The Leicestershire and Derbyshire (Prince Albert's Own) Yeomanry was formed in 1957 as a regiment of the British Army. It evolved to become part of the Royal Yeomanry. Its lineage is maintained by the E (Leicestershire and Derbyshire Yeomanry) Squadron of that regiment.

==History==
The regiment was formed by the amalgamation of the Leicestershire Yeomanry and the Derbyshire Yeomanry in 1957. The regiment was re-roled as infantry in 1967, with four squadrons. In 1969 it was reduced to a cadre. The cadre paraded its Guidon at Catterick Garrison later that year and was expanded to squadron strength as the Leicestershire and Derbyshire (Prince Albert's Own) Yeomanry Squadron, 7th Battalion, the Royal Anglian Regiment in 1971.

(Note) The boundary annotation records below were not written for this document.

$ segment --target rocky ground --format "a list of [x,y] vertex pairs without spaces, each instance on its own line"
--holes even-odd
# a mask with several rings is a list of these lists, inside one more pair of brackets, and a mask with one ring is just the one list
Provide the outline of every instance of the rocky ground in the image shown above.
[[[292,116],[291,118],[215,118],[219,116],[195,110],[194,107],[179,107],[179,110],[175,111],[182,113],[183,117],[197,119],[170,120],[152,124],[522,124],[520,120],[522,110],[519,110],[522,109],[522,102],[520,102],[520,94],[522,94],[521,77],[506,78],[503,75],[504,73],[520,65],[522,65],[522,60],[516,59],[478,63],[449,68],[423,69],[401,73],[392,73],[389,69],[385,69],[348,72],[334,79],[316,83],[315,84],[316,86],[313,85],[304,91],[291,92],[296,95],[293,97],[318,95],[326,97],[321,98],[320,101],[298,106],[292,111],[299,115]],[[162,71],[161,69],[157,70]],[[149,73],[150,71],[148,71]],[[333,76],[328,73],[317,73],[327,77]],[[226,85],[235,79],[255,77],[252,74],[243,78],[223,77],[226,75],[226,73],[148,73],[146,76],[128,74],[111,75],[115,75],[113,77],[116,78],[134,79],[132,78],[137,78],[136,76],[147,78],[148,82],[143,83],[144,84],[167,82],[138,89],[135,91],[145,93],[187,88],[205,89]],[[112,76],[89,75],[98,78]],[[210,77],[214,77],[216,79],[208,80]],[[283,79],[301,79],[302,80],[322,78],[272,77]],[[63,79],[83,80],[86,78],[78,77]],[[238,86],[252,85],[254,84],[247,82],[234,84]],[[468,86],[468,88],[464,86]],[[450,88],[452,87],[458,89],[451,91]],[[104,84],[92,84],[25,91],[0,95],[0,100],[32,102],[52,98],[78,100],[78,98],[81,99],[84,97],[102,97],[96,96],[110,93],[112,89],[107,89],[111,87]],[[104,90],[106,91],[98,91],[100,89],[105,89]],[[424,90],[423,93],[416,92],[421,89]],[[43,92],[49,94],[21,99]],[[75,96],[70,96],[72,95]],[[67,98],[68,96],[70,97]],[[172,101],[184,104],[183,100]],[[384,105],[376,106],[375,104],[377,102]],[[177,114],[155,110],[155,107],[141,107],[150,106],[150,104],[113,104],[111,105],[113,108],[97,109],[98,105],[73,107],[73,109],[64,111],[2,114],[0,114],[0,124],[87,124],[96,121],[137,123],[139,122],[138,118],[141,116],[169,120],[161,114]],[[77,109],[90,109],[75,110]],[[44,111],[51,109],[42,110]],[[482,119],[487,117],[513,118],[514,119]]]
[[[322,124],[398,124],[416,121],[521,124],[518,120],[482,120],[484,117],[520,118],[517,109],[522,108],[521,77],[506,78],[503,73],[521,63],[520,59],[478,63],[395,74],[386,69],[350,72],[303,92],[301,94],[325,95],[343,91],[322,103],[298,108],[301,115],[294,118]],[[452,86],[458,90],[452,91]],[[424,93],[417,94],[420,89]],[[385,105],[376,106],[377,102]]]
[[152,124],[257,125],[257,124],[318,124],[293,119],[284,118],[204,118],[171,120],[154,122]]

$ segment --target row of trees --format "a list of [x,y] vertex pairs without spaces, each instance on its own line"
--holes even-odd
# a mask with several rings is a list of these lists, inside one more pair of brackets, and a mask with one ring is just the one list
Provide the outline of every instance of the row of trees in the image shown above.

B (Leicestershire and Derbyshire Yeomanry) Squadron, The Royal Yeomanry in 1993

The squadron was re-designated a company in 1975 and the company was split into two parts in 1978:
- The Leicestershire and Derbyshire (Prince Albert's Own) Yeomanry Company, 7th (Volunteer) Battalion, The Royal Anglian Regiment
- B (Leicestershire and Derbyshire Yeomanry) Company, 3rd (Volunteer) Battalion, The Worcestershire and Sherwood Foresters Regiment

Theses units were re-designated respectively in 1992:
- 3 (Leicestershire and Derbyshire Yeomanry) Company, 5th Battalion, The Royal Anglian Regiment
- B (Leicestershire and Derbyshire Yeomanry) Squadron, The Royal Yeomanry

The Royal Anglian company converted to become 158th (Royal Anglian) Transport Regiment of the Royal Logistic Corps in 1996, and ceased to maintain its yeomanry lineage.

Meanwhile, B (Leicestershire and Derbyshire Yeomanry) Squadron, The Royal Yeomanry was re-designated E (Leicestershire and Derbyshire Yeomanry) Squadron, The Royal Yeomanry in June 2015. It now uses the British Army Jackal mounted with heavy machine gun and Heckler & Koch GMG and operates in a light armoured reconnaissance role.